Gantanol (sulfamethoxazole) is a sulfonamide antibiotic often used in combination with trimethoprim (co-trimoxazole). Monitor for hypersensitivity reactions, especially in HIV patients. Adjust dose in renal impairment (Cr Cl <30 m L/min avoid). Hydrate to prevent crystalluria.
Take with a full glass of water to reduce risk of crystalluria.,Urine may turn orange-red; this is harmless and subsides after stopping the drug.,Complete full course even if symptoms improve; do not skip doses.,Avoid prolonged sun exposure; sulfonamides cause photosensitivity.,Report rash, fever, sore throat, or unusual bruising immediately.
Take with a full glass of water to prevent kidney stones.,Complete full course even if feeling better.,Avoid prolonged sun exposure; use sunscreen.,Report rash, fever, or sore throat immediately.,Do not use if allergic to sulfa drugs.
No interactions on record
No interactions on record
Explore head-to-head clinical comparisons of other medications in the same therapeutic classes.
Common clinical questions about AZO GANTANOL vs GANTANOL, answered by our medical review team.
AZO GANTANOL is a Sulfonamide Antibiotic that works by Phenazopyridine is an azo dye with local analgesic effect on urinary tract mucosa via unknown mechanism; sulfamethoxazole is a sulfonamide antibiotic that inhibits bacterial dihydropteroate synthase, blocking folate synthesis.. GANTANOL is a Sulfonamide Antibiotic that works by Sulfamethoxazole is a sulfonamide that inhibits bacterial dihydropteroate synthase, preventing folate synthesis. Trimethoprim inhibits bacterial dihydrofolate reductase, blocking tetrahydrofolate production. The combination produces sequential blockade of folate metabolism, leading to bactericidal activity.. They differ in pharmacokinetic profiles, FDA-approved indications, and side effect profiles.
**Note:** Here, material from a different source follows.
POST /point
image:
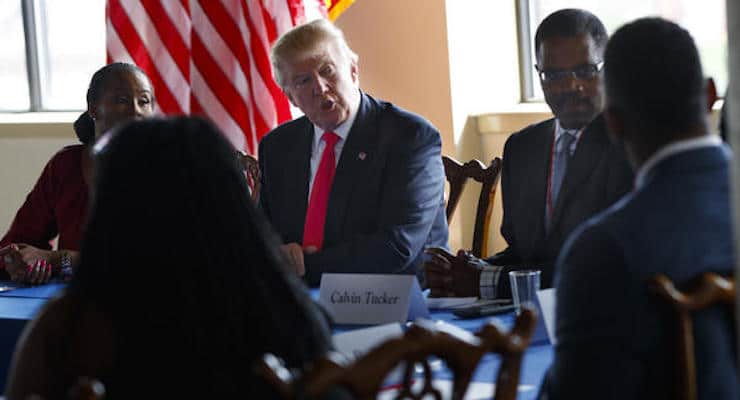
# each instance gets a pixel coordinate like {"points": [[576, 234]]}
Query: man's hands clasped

Potency comparisons between AZO GANTANOL and GANTANOL depend on the specific clinical indication. These are both Sulfonamide Antibiotic agents and are not directly interchangeable by dose. A physician or clinical pharmacist should guide any therapeutic switching decisions.
The standard adult dose of AZO GANTANOL is: AZO GANTANOL (phenazopyridine + sulfamethoxazole) is not a standard combination product. Assuming separate components: Sulfamethoxazole 800 mg and Trimethoprim 160 mg (as Bactrim DS) orally every 12 hours. For phenazopyridine: 200 mg orally three times daily after meals.. The standard adult dose of GANTANOL is: 800 mg orally every 12 hours for 5-7 days.. Dosing should always be individualized based on indication, renal and hepatic function, age, and other patient factors.
No direct drug-drug interaction has been formally documented between AZO GANTANOL and GANTANOL in current clinical databases. However, individual patient risk factors including other medications, organ function, and comorbidities should always be evaluated by a qualified healthcare provider.
The maternal-fetal safety profiles differ. AZO GANTANOL is classified as Category C. Phenazopyridine: No adequate studies; animal studies show no fetal harm but not conclusive. Sulfamethoxazole: First trimester – Possible increased risk of neural tube defects; seco. GANTANOL is classified as Category C. First trimester: Sulfonamides cross the placenta; risk of kernicterus in neonates if used near term. Animal studies show cleft palate and other anomalies at high doses. Human data . Always consult a maternal-fetal medicine specialist before taking either drug during pregnancy or lactation.